Kids elect Obama in Nickelodeon voting

Children have elected President Barack Obama to a second term, in Nickelodeon’s 2012 Kids Pick the President voting.


President Barack Obama sits down with Nick News with Linda Ellerbee for the “Kids Pick the President: The Candidates.” (Lucky Duck Productions )
 Since this franchise began in 1988, kids have correctly picked the POTUS (in advance of the national election) five out of the last six elections. 

 More than half a million votes were cast in the network’s online poll this time around. President Obama received 65% of the vote and former Governor Mitt Romney received 35%, Nickelodeon reported.

Four years ago, a much bigger, franchise record, 2.2 million votes were cast in what Nickelodeon notes is not a scientific poll; Sen. Barack Obama was declared the winner, with 51 percent of the vote to Sen. John McCain’s 49 percent.

 Voting was down because this year, for the first time, Nickelodeon limited voting to one vote per electronic device, in order to “more closely replicate the actual election, and to ensure the results were more authentic,” though kids were able to cast their votes online from Oct. 15-22.

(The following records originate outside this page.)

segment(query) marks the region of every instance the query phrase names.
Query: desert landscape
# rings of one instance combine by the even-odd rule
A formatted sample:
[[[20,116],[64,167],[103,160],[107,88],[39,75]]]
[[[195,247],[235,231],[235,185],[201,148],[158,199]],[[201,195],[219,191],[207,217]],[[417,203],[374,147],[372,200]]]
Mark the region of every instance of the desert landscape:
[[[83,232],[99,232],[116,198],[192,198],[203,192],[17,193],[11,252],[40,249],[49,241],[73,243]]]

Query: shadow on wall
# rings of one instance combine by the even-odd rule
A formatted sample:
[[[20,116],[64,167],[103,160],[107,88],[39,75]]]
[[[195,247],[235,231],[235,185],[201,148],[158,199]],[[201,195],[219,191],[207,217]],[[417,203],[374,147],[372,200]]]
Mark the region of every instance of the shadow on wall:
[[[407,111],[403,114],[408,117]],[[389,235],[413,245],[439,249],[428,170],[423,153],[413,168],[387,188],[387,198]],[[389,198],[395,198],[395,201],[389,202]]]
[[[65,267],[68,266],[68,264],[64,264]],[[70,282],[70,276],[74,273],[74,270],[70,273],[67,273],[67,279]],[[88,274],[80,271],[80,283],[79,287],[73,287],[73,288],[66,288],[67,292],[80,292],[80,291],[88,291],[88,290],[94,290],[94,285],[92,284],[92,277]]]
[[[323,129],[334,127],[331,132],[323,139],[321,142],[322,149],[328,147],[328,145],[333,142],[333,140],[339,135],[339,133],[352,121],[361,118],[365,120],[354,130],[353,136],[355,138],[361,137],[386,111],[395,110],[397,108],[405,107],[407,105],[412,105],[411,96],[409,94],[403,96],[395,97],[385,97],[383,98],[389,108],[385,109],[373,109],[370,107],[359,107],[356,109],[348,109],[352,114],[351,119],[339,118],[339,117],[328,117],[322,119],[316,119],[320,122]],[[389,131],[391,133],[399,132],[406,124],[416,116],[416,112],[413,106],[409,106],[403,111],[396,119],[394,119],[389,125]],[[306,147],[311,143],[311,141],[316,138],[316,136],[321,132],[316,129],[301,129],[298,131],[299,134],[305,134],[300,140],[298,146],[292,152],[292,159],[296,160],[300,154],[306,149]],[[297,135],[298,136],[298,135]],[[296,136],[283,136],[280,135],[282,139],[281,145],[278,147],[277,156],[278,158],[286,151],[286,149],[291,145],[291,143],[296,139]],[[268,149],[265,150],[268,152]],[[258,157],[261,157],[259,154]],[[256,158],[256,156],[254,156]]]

 We won’t know for a couple weeks if this “more authentic” methodology gummed up Nickelodeon’s near-perfect predicting record.

 The special has come to loom large-ish because in some circles (gambling ones, for instance) it’s become a kind of bellweather poll.

 There’s also no telling how voting might have been affected by Romney’s decision to decline to participate in the accompanying “Kids Pick the President” TV special.

 Romney declined to participate by sitting down to be taped answering kids’ questions.

 Only once before has a candidate declined to participate in the TV special.

 Back in ’04, Sen. John Kerry declined to participate. Ironically, that year the kids picked Kerry to win — the only time they got it wrong.

 “It’s important to take note of who won the ‘Kids’ Vote,’ simply because so many kids vote the way their parents will,” Linda Ellerbee, the exec producer and also the special’s host, said back in ’08.